Alastair found the concept of night so different from that on Earth. The moons and stars never left the sky all day, and neither did the sun. Mountain sized clouds would encase the sky in darkness every twelve or thirteen hours the children took for nighttime. He wondered if they had been magically plopped onto a planet that existed in an entirely different universe than the Milky Way solar system. That had to be it or else NASA would have published papers and interviews about the possibility of a planet similar to Earth so close by. They would have, right? Or would they keep such a possibility secret? But then there was the popular idea of parallel universes. Could the children have fallen into a universe where there were three moons and a yellow green sun? The plants, animals, and people could have all evolved into what they had to in order to survive in these odd conditions. How would he account for the magic, though? Was there really a way to explain the goings on in Soielle, or was he trying to make sense of something that never would make sense?
The dense forest here were familiar. The trees smelled like evergreens, and he was reminded of Christmas with his family. He thought about his dad’s famous roasted honey am dribbled with savory sauces and paired with cheesy mashed potatoes. He thought of his mother recording her children as they opened five presents each.

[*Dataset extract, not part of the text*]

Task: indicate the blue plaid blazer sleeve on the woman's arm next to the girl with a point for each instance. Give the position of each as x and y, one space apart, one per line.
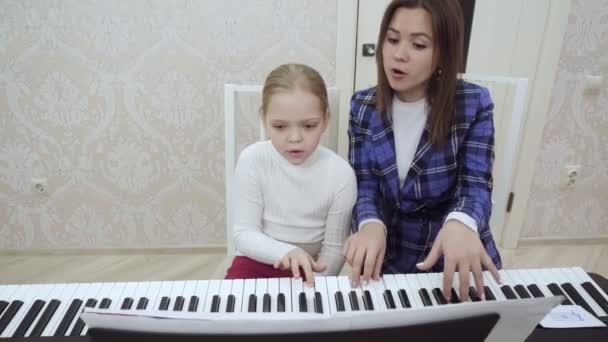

“What day is it?” His mother would ask in her biologist’s tone requesting basic details.
“It’s Christmas!” Alastair would cheer back with Lila quietly chiming in.
“How old is Alastair? Lila?”
“I’m twelve!” Alastair could almost see himself dressed in warm pajamas underneath the blinking white and blue bulbs wrapped in a glistening Christmas tree.
“Nine,” Lila replied dryly. Alastair recalled feeling exhausted hearing Lila put out. She really missed her friends, and that last Christmas hit her hard.
“And how much do we love you?” His mother and father both asked with bright white smiles.
“To the moon and through lagoons!” Alastair and Lila both laughed. Lila couldn’t resist their ritual with their parents.
Now Alastair was camping in the middle of an alien forest. He was conflicted. Alastair had to get his little sister and friends back home. All this time, he thought that Queen Inana would be the one to do just that. What Tipper said was eating away at him. Why should Queen Inana believe humans? Even if she could help, why would she go out of her way to do so? If they didn’t meet the Queen, then what else was left for them to do? Alastair watched the fire Tipper made crackling away as the others slept. A black fire, of course. It was amazing how fast one can get used to oddities.
“We have to get to Queen Inana,” Gabbie said as if she’d been reading Alastair’s thoughts. He jumped a little and sat up from his sleeping spot. “She can at the very least tell us how to use our powers.”